Barnabás und Benjamin Szollos geben sich gut gelaunt – den Begleitumständen zum Trotz. © SN
„Polizisten mit Pistolen im Hotel“: Die etwas andere Ski-WM
Medaillenpartys in den angesagtesten Clubs, gemütliches Beisammensein mit Familie und Fans, entspannte Spaziergänge im Schnee – so lassen die Ski-Stars bei der WM abseits der Piste die Seele baumeln. Für die Brüder Barnabás und Benjamin Szollos sieht die Welt in Saalbach-Hinterglemm jedoch ganz anders aus.
13. Februar 2025
Aus Saalbach-Hinterglemm

Von:
Alexander Foppa
„Wir halten uns wenig draußen auf und schauen, uns nicht erkenntlich zu machen“, sagt Benjamin Szollos am Mittwochnachmittag. Er hat gerade die Team-Kombi bestritten und dort mit seinem Bruder Barnabás Ski-Geschichte geschrieben. Erstmals stellt ein Brüderpaar bei einer WM ein ganzes Team. Ein respektabler 20. Platz steht ihnen zu Buche. Dennoch merkt man im Gespräch mit Benjamin Szollos, dass das Sportliche in diesen Tagen immer wieder in den Hintergrund rückt. Der Grund? In ihrem Heimatland herrscht Krieg.
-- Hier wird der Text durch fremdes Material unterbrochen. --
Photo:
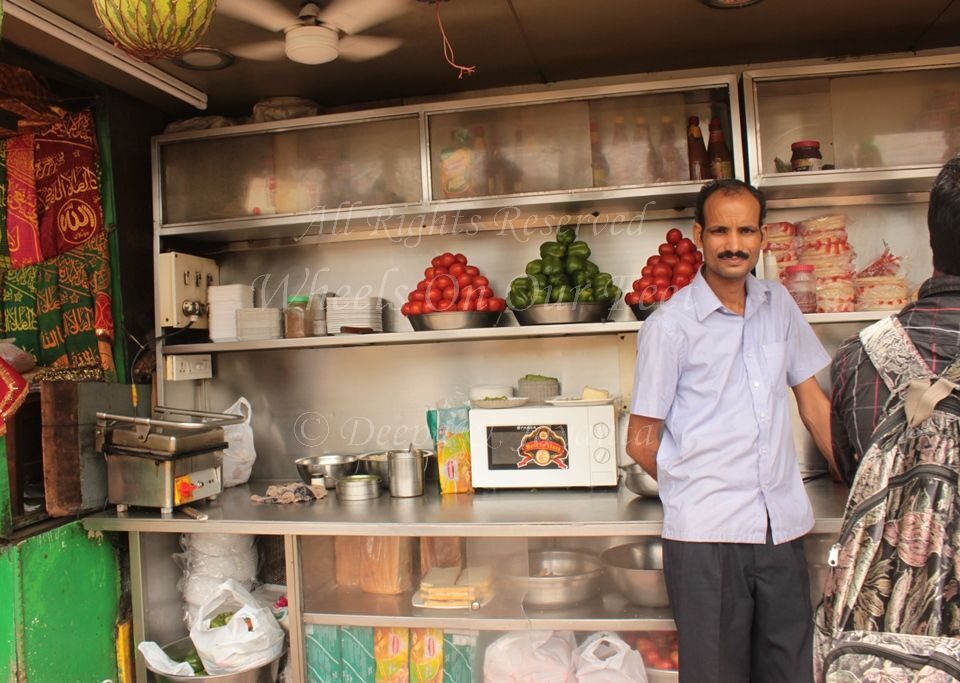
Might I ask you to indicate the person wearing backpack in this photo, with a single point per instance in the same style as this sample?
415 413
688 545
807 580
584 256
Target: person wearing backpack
713 366
891 603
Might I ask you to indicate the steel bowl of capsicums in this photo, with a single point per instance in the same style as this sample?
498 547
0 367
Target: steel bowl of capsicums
563 285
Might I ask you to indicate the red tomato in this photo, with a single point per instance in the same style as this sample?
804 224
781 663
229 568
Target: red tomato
686 246
662 270
497 304
670 259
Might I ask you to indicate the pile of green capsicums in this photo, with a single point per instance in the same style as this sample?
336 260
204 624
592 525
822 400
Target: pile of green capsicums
564 273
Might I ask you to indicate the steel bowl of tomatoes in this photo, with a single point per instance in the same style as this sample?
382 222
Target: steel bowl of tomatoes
671 269
453 295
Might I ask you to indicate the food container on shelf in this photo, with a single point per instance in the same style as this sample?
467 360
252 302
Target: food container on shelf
358 487
558 314
637 571
454 320
327 469
179 650
553 578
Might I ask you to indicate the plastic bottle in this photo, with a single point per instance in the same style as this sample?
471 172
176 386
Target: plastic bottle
697 151
721 161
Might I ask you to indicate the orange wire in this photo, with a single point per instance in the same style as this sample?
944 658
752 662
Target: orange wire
448 48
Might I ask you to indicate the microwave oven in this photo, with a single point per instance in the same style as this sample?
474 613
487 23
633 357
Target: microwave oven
543 446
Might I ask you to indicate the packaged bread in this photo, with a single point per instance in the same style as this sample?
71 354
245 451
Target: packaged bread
391 654
426 655
440 551
386 564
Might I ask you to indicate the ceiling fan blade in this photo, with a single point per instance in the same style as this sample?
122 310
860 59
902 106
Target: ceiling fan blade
362 48
267 14
353 16
267 51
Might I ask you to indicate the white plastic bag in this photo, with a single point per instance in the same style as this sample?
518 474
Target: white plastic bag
530 657
606 658
250 639
239 456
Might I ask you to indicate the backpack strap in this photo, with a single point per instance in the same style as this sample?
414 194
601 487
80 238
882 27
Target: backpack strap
893 354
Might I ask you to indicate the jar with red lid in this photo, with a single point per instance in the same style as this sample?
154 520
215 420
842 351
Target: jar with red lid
801 282
806 156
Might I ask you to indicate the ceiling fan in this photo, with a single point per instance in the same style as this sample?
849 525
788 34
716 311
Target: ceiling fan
318 33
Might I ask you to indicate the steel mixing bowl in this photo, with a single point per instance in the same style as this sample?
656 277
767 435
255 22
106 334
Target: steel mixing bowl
637 570
179 650
331 467
637 480
553 578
Die Szollos-Geschwister starten in Saalbach-Hinterglemm für Israel. Als Ski-Exoten wollen sie aber nicht bezeichnet werden. Denn geboren sind sie in Ungarn, als Jugendliche sind sie nach Österreich übersiedelt und haben dort das Skifahren erlernt. „Den Sommer verbringen wir in Ungarn, den Winter über sind wir viel in Österreich“, sagt Benjamin Szollos. In Israel sind sie ein Mal im Jahr für mehrere Wochen. „Dennoch lässt einen das nicht kalt, was gerade zuhause passiert.“
„Draußen auf der Straße müssen wir vorsichtig sein“ Benjamin Szollos
Die politische Lage in Israel, der Krieg in Palästina sind natürlich auch im Salzburger Alpental ein Thema. Zwar versuchen die Israelis, das alles während der Rennen auszublenden, „doch abseits der Piste gelingt das nicht immer. Zumal wir draußen auf der Straße etwas vorsichtig sein müssen, etwa auf dem Weg zum Training oder bei öffentlichen Auftritten“, schildert Benjamin Szollos ihren Alltag. In Österreich gebe es keine Probleme, dennoch vermeide man den Schriftzug Israel auf Jacken und Pullovern.
Am Kronplatz daheim
Benjamin und Barnabás sind Teil der großen Szollos-Familie, die de facto ein eigenes Skiteam stellt. Ihre Schwester Noa bestreitet die technischen Disziplinen. Auch die Eltern sind hautnah dabei. Gemeinsam bemühen sie sich um Normalität im Alltag. An die „mit Pistolen bewaffneten Polizisten“, die rund um die Uhr an der Hotel-Rezeption patrouillieren, haben sie sich gewöhnt. „Man grüßt sich und geht weiter“, sagt Barnabás Szollos schmunzelnd.Barnabás Szollos ist in Saalbach-Hinterglemm auch wegen seiner wehenden Haarpracht ein Hingucker. © APA/afp / DIMITAR DILKOFF
Barnabás ist mit seinen 26 Jahren der jüngere der beiden Szollos-Brüder, bestreitet allerdings bereits seine vierte WM. Die Vorbereitung erfolgte in weiten Teilen in Südtirol. „Der Kronplatz ist eigentlich unser Hausberg. Dort trainieren wir seit Jahren, fahren regelmäßig kleinere Rennen. Neben Israel, Ungarn und Österreich ist auch Südtirol unsere Heimat“, sagt Barnabás Szollos. Dabei zwinkert er mit dem Auge.
„Mit meinem Bruder zu starten, war ein unglaublich schönes Erlebnis“ Barnabás Szollos
Den ganzen Begleiterscheinungen zum Trotz versprühen die Israelis in Saalbach-Hinterglemm viel gute Laune. Und das soll auch die nächsten Tage so bleiben. Barnabás Szollos fährt bei dieser WM nämlich alle Rennen. „Mit meinem Bruder an den Start zu gehen, war ein unglaublich schönes Erlebnis. Aber ich bin schon etwas müde“, sagt er und holt tief Luft. Dennoch will er die Qualifikation für die Technik-Bewerbe in Angriff nehmen – und sich mit seinem Bruder konkurrieren. Spätestens dann, wenn sich die Szollos' Helm und Brille überziehen, rückt das Sportliche wieder voll und ganz in den Vordergrund.